We are nowhere near close. It takes no effort at all to flip the lens, to walk the street in fear, to observe, say, all the blood pouring through the streets of Mexico, the violent corruption in Africa, the drug-related shootings just down the street, the raging poverty and sickness, the wall of black death we have just unleashed into the ocean.

Which side is piling up faster, the beauties or the horrors? The refinements and miraculous advancements, or the massacres and planetary maulings? We've always existed in a constant flux of dualities and dichotomies, contrasts, pushpulls. This is nothing new. You could argue that it's within that frictive space that life happens. We contain multitudes, right? Either that, or it creates a chasm so vast and wide, we all eventually fall in and drown.

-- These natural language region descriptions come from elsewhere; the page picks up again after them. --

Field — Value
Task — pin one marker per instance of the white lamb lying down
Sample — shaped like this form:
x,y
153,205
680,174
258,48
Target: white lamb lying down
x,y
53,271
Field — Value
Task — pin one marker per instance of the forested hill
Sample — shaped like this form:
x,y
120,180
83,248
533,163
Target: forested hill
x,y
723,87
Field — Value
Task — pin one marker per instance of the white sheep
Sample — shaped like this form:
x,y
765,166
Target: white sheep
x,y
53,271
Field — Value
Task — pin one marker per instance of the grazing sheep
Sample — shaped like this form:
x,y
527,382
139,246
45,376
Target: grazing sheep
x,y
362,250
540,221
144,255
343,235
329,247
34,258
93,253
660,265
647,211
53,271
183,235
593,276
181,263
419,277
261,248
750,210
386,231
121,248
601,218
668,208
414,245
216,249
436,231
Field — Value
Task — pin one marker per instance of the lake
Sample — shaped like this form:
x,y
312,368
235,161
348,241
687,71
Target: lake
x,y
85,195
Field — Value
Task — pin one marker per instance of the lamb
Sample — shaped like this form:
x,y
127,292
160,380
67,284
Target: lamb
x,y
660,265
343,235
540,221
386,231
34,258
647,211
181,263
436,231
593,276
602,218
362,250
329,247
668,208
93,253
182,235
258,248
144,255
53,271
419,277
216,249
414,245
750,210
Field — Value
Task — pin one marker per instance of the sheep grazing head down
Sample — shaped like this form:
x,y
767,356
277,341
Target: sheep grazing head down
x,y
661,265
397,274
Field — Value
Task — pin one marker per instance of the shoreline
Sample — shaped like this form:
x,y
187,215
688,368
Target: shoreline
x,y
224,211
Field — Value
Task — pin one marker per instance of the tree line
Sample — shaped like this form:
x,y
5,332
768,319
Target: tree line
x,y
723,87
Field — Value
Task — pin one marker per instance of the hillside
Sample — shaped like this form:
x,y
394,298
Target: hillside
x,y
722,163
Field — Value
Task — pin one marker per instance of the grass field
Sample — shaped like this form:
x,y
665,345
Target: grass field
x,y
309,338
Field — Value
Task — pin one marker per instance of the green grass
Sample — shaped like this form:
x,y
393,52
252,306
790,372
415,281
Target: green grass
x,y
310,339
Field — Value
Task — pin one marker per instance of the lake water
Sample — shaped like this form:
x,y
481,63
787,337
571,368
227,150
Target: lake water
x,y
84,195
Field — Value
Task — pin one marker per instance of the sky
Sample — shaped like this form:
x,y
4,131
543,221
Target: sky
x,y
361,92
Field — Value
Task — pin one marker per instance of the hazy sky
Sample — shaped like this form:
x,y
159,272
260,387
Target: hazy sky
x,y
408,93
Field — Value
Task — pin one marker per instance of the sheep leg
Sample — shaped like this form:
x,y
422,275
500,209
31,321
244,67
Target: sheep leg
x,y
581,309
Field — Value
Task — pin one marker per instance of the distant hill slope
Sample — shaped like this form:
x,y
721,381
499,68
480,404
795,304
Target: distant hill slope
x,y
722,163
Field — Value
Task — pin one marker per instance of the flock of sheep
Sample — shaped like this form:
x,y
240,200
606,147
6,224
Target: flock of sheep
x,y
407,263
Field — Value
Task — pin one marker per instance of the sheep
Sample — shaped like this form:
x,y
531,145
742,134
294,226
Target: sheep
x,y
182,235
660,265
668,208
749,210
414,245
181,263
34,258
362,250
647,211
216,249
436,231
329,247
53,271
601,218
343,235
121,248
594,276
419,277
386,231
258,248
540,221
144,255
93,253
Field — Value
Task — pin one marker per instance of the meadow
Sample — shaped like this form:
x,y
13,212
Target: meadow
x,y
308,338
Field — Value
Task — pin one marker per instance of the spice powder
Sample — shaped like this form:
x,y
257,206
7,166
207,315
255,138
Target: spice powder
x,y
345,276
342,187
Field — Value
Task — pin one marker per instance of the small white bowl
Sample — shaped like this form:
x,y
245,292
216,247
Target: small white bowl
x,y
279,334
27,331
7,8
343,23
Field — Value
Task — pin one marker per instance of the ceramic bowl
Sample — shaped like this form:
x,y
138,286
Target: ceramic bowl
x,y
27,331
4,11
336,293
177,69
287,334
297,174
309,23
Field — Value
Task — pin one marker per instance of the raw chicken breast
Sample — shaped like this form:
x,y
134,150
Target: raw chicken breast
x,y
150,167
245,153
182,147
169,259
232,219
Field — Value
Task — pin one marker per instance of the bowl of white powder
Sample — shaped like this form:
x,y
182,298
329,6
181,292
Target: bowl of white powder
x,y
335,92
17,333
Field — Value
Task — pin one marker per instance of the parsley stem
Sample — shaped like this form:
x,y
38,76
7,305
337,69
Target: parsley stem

I try to piece it together. I try to remember what the wise ones and the ancients, the soul-seekers and Tantrikas tell us. The Source is always the same. The dark and the light coexist. The beauty and doom, the progress and the devastation, they only seem a million ideological light years apart; they are, in fact, co-creations, siblings, two faces of the same god.

Drill it down: The new iPhone, sultry and tactile tech marvel that it is, is born of the same forces as the BP spill. The slums and refined spaces, the sophisticated cars and breathtaking homes, the rage and the decay, all of the same divine floodstream. How can this be? It's both mandatory to remember, and nearly impossible to comprehend.

So what the hell do you do? You choose as best you can within that whipsaw spectrum, tread as lightly as you know how, celebrate the wild ride, perhaps try not to undermine every slice of newborn beauty by shuddering in paralyzing horror at the dark demons swimming just underneath. Simple, really. Now who wants an iPhone?